在看完第一篇的情况下,这一篇给人的感觉就算灌水严重。。。主要内容集中在相似度测量方面的过程和为了加速运算在内存管理方面的额外并行化处理,depth方面的内容和第一篇相同就没有摘录了
这是基于linemod的第三篇文章,主要集中于他们提出的相似度检测这一点的阐述方面
-
Similarity Measure:
unoptimized similarity measure is : \(\varepsilon_{Steger}(I,T,c)=\sum_{r\in P}\left| cos(ori(O,r)- ori(I,c+r))\right|\), where \(ori(O,r)\) is the gradient orientation in radians at location \(r\) in a reference image \(O\) of an object to detect. \(ori(I, c+r)\) is the gradient orientation at \(c\) shifted by \(r\) in the input image \(I\). Use a list \(P\) to define the location \(r\) to be considered in \(O\). So template \(T = (O, P)\). the Eq. is robust to background clutter, but not to small shifts and deformations. So we introduce a similarity measure that, for each gradient orientation on the object, searches in a neighborhood of the associated gradient location for the most similar orientation in the input image. And Eq is formalized as: \(\varepsilon(I,T,c)=\sum_{r\in P}(\max_{t\in R(c+r)}\left| cos(ori(O,r)- ori(I,c+r))\right|)\) where \(R(c+r) = [c+r-\frac{T}{2}, c+r+\frac{T}{2}]\times[c+r-\frac{T}{2}, c+r+\frac{T}{2}]\). To increase robustness, for each image location use the gradient orientation of the channel whose magnitude is largest. Given an RGB color image \(I\), we compute the gradient orientation map \(I_G(x)\) at location \(x\) with \(I_G(x) = ori(\hat{C}(x))\) where \(\hat{C}(x) = \arg\max_{C\in \{R,G,B\}}\left\| \frac{\vartheta C}{\vartheta x} \right\|\) -
Spreading the Orientations:
a binary representation \(J\) of the gradient around each image location. First, we quantize orientations into a small number of \(n_0\) values. And spread the gradient of input image around their locations to obtain a new representation of the original image. Each individual bit of this string corresponds to one quantized orientation, and is set to 1 if this orientation is present in the \([-\frac{T}{2}, \frac{T}{2}] \times [-\frac{T}{2}, \frac{T}{2}]\)neighborhood of \(m\). The string will be used as indices to access lookup tables. -
Precomputing Response Maps:
\(J\) is used together with lookup tables to precompute the value of the max operation for each location and each possible orientation \(ori(O, r)\) in the tamplate. We store the results into 2D maps \(S_i\).

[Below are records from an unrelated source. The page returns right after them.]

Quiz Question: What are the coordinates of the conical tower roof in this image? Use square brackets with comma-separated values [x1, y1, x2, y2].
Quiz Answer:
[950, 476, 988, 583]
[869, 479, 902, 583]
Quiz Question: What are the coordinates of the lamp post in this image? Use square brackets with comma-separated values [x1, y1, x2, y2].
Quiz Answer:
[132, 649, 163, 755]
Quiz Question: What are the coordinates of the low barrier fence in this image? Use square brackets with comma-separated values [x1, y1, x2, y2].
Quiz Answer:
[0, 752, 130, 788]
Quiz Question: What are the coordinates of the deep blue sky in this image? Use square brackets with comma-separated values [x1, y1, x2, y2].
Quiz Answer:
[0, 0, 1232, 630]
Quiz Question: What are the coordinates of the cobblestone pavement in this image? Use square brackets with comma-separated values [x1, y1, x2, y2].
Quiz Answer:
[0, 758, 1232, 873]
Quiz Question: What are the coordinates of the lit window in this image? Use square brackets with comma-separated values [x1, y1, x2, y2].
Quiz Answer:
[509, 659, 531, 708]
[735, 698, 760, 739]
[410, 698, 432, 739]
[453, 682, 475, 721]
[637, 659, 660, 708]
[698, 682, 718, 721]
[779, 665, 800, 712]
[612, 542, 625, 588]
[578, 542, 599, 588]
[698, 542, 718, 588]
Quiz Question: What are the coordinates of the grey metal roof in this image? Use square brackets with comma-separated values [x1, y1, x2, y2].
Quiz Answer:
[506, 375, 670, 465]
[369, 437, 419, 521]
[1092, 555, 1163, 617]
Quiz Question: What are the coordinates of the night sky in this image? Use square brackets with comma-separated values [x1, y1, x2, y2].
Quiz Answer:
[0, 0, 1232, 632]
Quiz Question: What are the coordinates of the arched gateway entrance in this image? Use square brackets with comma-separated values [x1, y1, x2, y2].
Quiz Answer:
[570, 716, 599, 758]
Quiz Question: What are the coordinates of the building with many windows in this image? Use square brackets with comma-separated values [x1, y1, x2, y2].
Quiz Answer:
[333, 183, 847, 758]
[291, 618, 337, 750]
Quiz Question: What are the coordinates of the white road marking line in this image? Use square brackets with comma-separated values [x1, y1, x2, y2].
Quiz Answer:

And we use \(\tau_i\) for each of the \(n_0\) quantized orientations and compute as: \(\tau_i[L]=\max_{l\in L}\left| cos(i-l)\right|\), where \(i\) is the index of quantized orientations, \(L\) is the list of orientations appearing in local neighborhood of a gradient with oridientation \(i\). For each orientttion \(i\), we can now compute the value at each location \(c\) of the response map \(S_i\) as: \(S_i(c)=\tau_i[J(c)]\). And now we can get \(\varepsilon(I, T, c)=\sum_{r\in P}S_{ori(O,r)}(c+r)\) -
Linearizing the Memory for Parallelization:
We restructure each response map so that the values of one row that are \(T\) pixels apart on the \(x\) axis are now stored next to each other in memory. We continue with the row which is \(T\) pixels apart on the \(y\) axis once we finished with the current one.